We introduce two multilingual, multimodal basis language fashions that energy Apple Intelligence options throughout Apple gadgets and companies: (i) a ∼3B-parameter on-device mannequin optimized for Apple silicon by means of architectural improvements similar to KV-cache sharing and 2-bit quantization-aware coaching; and (ii) a scalable server mannequin constructed on a novel Parallel-Observe Combination-of-Specialists (PT-MoE) transformer that mixes observe parallelism, mixture-of-experts sparse computation, and interleaved world–native consideration to ship prime quality with aggressive price on Apple’s Personal Cloud Compute platform. Each fashions are educated on large-scale multilingual and multimodal datasets sourced by way of accountable net crawling, licensed corpora, and high-quality artificial knowledge, then additional refined with supervised fine-tuning and reinforcement studying on a brand new asynchronous platform. The ensuing fashions assist a number of extra languages whereas understanding photographs and executing device calls. In public benchmarks and human evaluations, each the server mannequin and the on-device mannequin match or surpass comparably sized open baselines.

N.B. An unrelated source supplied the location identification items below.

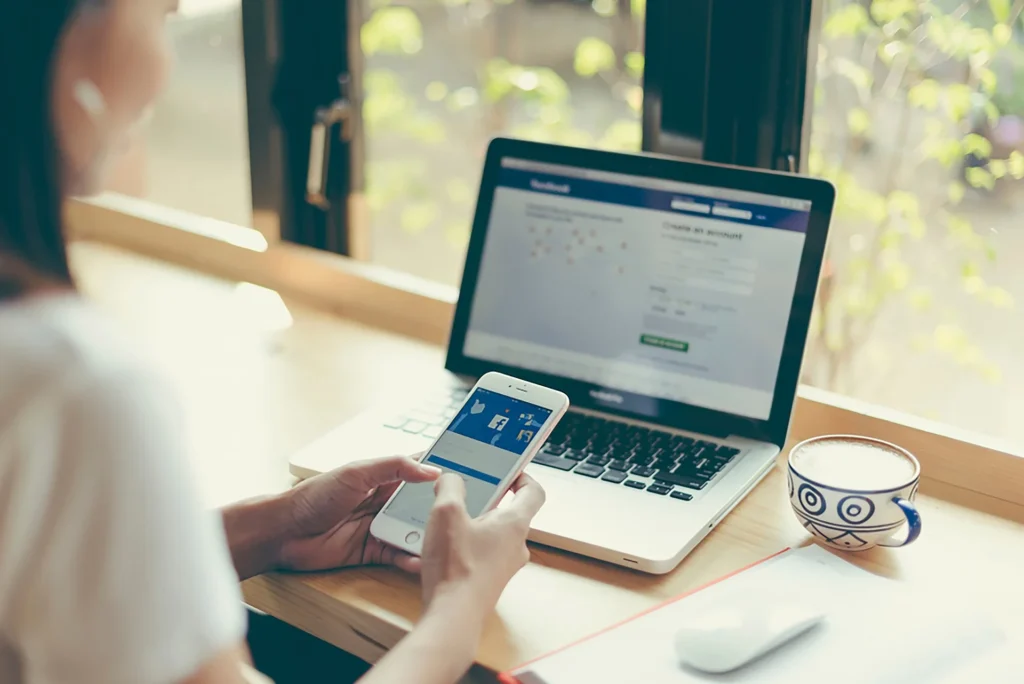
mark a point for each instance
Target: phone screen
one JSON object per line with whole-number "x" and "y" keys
{"x": 482, "y": 444}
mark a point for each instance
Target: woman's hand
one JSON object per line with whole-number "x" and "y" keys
{"x": 468, "y": 561}
{"x": 330, "y": 515}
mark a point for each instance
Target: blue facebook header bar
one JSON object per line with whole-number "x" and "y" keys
{"x": 643, "y": 198}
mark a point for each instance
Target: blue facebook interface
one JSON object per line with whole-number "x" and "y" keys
{"x": 482, "y": 445}
{"x": 656, "y": 288}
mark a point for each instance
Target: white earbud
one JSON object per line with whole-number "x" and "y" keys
{"x": 89, "y": 98}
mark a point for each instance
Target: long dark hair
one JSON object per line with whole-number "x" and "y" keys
{"x": 32, "y": 245}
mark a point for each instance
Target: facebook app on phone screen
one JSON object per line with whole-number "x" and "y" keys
{"x": 482, "y": 444}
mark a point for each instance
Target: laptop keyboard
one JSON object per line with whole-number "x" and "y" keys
{"x": 638, "y": 458}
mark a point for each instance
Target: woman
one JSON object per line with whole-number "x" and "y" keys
{"x": 110, "y": 569}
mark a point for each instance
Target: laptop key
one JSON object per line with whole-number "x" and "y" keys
{"x": 686, "y": 479}
{"x": 396, "y": 423}
{"x": 415, "y": 427}
{"x": 554, "y": 461}
{"x": 726, "y": 452}
{"x": 615, "y": 476}
{"x": 588, "y": 470}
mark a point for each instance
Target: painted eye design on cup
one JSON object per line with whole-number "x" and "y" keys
{"x": 811, "y": 500}
{"x": 855, "y": 510}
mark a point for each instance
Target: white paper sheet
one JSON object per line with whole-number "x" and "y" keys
{"x": 877, "y": 632}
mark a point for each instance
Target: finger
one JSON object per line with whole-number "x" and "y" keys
{"x": 366, "y": 475}
{"x": 407, "y": 562}
{"x": 373, "y": 504}
{"x": 450, "y": 490}
{"x": 529, "y": 497}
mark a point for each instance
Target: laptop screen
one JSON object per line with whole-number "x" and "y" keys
{"x": 655, "y": 288}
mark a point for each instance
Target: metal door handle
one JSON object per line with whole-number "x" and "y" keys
{"x": 339, "y": 113}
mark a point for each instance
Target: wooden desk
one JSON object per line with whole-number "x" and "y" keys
{"x": 257, "y": 388}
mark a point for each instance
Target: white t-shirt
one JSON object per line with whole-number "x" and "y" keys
{"x": 111, "y": 569}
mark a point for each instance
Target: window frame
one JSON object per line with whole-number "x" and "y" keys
{"x": 954, "y": 462}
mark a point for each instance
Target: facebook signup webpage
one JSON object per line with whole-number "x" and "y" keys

A brand new Swift-centric Basis Fashions framework exposes guided era, constrained device calling, and LoRA adapter fine-tuning, permitting builders to combine these capabilities with a couple of traces of code. The most recent developments in Apple Intelligence fashions are grounded in our Accountable AI strategy with safeguards like content material filtering and locale-specific analysis, in addition to our dedication to defending our customers’ privateness with improvements like Personal Cloud Compute.
This paper supplies technical particulars for Updates to Apple’s On-Machine and Server Basis Language Fashions, launched on June 9, 2025, on this publish.